For a long time, I've toyed with the idea of using magic to help me along, not just to pass my exam and win honors, but use it to help me a little bit more directly. Maybe it's because it's so late, but I know what I want to do now.

Quickly, I look out my bedroom door. It’s quiet and dark. Everyone should have gone to bed over an hour ago, but I never can tell for sure about my sister. Of course, what I plan to do shouldn’t make any noise, but you can’t always predict what magic will do—especially when you’re experimenting with illegal magic. It won't be good if I set the house on fire.

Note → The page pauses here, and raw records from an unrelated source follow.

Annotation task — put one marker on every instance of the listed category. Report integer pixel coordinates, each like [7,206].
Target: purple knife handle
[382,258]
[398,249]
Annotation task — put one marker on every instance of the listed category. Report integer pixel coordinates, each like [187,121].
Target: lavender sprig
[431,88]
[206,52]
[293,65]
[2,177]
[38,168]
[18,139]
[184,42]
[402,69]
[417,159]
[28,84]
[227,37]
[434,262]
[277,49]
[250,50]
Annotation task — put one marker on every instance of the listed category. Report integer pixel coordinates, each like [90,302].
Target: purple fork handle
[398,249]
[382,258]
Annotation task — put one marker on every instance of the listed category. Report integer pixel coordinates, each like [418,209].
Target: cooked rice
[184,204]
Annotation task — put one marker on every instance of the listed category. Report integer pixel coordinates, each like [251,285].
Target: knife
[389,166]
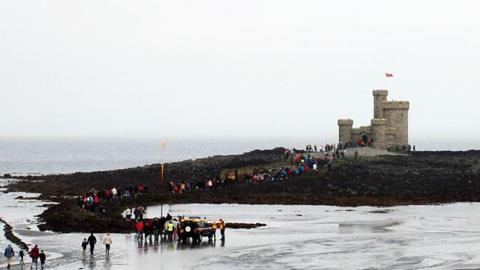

If I wait two or three weeks until I have my Class C license, it will be too late. He'll be visiting other domini and their daughters until he finds one that he likes. 

I can't let that happen.

I pull out my box of crystals. It’s a beautiful set, I lift one up, twist it in the light to see the sparkles that mean it's full of energy.

I bet his glass sparkles just like this when he lifts it to drink, maybe while chats with the girl next to him. What if I were there, in a daring yellow dress with my hair held up by pearl hair pins instead of pencils? I’d say something witty, and then he’d laugh, and then his hand would brush against mine as he reaches for his glass…

I need to focus on magic, but I keep staring out the window at his house.

Every time I have been to the Domini House, I bring herbs and medicines from Anen, my grandmom. I go the back way, and I'm lucky when I happen to see Boron. I have never seen the dining room or the ballroom. I have never seen much of anything except my father’s farm. The brown farm filled with brown animals and weathered gray wood. Brown and gray are not really colors at all.

But my mother, before she married my dad, used to go to balls and dress as a Yellow. She was Canary Yellow, one of the higher ones, and she would have never married a man without a color except that her father died, and her family needed the money. 

One day when I become Lady Kestrel, I will show them what I really am: a daughter of a Yellow House who took first standing in the Exam—instead of a farmer’s girl without any color at all.